Infinisource Account Number:____________________________

Regarding: COBRA General Notice Mailing for Current Insured Employee’s

In contracting with Infinisource, Inc. (hereinafter Infinisource), the issue of providing current insured,
possible electees, electees, and Continuees of the ER/PA with updated COBRA General Notices has been
explained by a representative of Infinisource. The ER/PA agrees that the process of mailing General
Notices should be completed immediately and agrees to the following:

Infinisource is authorized to send approximately _________COBRA General Notices on behalf of the
ER/PA. Data to perform the mailing will be supplied to Infinisource via Microsoft Excel spreadsheet.
Infinisource will supply the spreadsheet to the ER/PA upon receipt of the signed and dated General Notice
Memorandum of Agreement.

Infinisource will send the notices via first class mail.
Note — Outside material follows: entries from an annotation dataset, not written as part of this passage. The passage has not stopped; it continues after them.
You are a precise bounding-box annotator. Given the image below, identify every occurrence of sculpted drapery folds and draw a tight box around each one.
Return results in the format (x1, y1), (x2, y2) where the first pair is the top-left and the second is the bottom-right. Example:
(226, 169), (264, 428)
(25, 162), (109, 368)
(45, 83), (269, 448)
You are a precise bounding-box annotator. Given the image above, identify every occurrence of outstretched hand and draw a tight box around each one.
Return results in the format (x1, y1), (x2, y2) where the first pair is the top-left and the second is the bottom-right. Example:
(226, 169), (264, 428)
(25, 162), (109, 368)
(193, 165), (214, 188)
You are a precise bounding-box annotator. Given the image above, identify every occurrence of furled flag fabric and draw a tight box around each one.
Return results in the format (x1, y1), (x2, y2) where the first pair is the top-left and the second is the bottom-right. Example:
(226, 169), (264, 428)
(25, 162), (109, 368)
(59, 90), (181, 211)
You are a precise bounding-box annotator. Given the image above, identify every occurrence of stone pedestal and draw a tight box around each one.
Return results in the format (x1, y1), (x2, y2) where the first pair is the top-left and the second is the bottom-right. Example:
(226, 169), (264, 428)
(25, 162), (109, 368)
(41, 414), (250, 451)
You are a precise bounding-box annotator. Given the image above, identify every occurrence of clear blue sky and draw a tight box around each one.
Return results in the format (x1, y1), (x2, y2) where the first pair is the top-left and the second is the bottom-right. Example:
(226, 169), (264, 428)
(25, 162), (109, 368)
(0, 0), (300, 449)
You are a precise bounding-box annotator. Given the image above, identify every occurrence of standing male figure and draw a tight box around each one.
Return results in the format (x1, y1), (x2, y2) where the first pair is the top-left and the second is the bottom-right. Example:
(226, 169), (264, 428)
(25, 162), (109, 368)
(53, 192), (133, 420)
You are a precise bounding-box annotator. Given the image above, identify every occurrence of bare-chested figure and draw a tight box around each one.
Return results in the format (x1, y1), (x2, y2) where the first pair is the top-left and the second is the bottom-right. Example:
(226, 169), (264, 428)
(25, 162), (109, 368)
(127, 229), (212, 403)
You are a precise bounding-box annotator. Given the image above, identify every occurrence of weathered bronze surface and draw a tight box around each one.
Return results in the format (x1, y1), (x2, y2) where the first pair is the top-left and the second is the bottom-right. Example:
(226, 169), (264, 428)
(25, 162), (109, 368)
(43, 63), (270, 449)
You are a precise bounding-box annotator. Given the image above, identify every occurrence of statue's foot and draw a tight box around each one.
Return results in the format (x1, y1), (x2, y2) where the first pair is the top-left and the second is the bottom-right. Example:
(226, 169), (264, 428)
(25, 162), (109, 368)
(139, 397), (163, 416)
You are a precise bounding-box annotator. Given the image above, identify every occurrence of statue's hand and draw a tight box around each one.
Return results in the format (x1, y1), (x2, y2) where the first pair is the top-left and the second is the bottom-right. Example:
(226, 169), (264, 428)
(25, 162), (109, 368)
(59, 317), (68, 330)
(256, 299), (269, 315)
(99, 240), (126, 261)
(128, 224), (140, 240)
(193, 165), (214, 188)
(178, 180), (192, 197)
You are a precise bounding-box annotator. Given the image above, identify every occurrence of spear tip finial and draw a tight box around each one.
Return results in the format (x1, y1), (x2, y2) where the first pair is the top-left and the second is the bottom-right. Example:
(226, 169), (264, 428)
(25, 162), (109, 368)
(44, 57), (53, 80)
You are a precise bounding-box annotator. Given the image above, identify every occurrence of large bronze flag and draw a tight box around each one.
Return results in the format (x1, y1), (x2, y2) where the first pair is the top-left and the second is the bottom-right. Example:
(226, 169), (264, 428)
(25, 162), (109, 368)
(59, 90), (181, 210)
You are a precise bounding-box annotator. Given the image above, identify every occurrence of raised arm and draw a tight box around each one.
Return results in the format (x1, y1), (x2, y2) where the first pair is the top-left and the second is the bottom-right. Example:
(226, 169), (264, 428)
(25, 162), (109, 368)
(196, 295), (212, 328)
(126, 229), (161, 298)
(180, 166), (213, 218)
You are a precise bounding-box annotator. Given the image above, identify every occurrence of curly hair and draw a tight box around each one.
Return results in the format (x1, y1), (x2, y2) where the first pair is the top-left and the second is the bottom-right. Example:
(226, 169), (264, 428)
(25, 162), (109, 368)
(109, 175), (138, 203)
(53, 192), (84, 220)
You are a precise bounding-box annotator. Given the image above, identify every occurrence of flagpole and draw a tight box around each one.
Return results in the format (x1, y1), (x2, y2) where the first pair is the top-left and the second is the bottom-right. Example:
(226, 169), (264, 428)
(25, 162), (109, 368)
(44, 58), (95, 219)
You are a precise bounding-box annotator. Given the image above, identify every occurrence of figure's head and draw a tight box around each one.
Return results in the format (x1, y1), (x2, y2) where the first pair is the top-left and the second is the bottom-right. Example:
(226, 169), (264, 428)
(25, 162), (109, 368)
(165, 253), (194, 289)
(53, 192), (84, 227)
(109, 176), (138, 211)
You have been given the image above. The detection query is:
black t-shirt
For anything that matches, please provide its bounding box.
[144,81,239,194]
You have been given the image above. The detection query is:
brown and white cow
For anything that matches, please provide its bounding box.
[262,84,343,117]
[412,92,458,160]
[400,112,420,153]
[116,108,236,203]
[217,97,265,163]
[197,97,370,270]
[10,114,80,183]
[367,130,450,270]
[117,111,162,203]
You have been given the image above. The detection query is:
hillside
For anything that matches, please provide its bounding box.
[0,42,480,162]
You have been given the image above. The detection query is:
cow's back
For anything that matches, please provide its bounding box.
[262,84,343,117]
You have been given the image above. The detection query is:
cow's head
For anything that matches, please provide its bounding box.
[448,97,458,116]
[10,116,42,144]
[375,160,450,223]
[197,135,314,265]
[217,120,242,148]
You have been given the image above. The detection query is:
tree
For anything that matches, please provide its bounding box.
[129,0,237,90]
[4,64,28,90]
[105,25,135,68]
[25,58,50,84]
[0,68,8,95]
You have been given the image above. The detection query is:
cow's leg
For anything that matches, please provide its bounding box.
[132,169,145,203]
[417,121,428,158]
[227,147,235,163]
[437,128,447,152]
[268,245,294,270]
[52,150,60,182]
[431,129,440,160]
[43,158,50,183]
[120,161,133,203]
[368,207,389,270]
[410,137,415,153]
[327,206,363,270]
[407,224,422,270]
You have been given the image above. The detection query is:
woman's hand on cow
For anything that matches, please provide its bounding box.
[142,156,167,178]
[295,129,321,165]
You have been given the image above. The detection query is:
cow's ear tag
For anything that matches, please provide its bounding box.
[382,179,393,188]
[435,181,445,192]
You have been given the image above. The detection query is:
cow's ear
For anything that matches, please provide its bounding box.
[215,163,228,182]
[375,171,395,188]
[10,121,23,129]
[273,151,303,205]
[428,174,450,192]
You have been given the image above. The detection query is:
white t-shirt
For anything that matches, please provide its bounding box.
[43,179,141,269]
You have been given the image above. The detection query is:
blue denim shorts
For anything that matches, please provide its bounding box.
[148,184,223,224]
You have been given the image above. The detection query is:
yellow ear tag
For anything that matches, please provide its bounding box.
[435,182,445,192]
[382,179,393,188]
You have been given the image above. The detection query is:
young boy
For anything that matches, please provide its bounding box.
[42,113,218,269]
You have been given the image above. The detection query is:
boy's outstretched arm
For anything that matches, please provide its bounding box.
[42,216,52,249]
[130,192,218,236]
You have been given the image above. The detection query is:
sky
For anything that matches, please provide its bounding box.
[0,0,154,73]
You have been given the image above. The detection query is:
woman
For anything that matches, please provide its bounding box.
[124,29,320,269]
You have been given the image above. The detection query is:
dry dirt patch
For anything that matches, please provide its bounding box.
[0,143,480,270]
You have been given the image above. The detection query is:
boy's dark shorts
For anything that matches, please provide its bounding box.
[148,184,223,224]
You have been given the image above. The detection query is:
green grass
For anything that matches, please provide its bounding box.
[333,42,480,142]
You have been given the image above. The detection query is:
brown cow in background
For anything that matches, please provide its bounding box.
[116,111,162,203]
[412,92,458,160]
Undelivered notices will be returned to the ER/PA to be re-sent at its discretion with instructions on how to
complete correctly.

All documentation regarding the mailing will be returned to the ER/PA for their records.

Infinisource will charge $3.00 per General Notice sent.

Infinisource will send an invoice with appropriate charges immediately following completion of the
mailing. Payment is due within thirty days of the date the invoice is sent.

Have you been certified for the Trade Assistance Act by the Department of Labor? Yes or No

Do you have an HMO health plan? Yes or No

Please list the legal name of your group health plan(s) __________________________________________
______________________________________________________________________________________
*If you do not include the legal name of your group health plan, Infinisource will list is as “Group Health
Plan(s) sponsored by {{Company Name}}.”

Please list the contact name, address, phone and fax for the group health plan(s) ______________________
______________________________________________________________________________________
*If you do not include the contact information, Infinisource will use the company contact information that
we currently have in our system.

Please list the e-mail address of where to send the spreadsheet ____________________________________
*If the e-mail address is not completed Infinisource will use the company contact information that we
currently have in our system.

__________________________________________________
Authorized Signature                           Date

Please fax this completed Memorandum of Agreement to 517-279-9420 Attention General Notice Blanket
Mailing Team.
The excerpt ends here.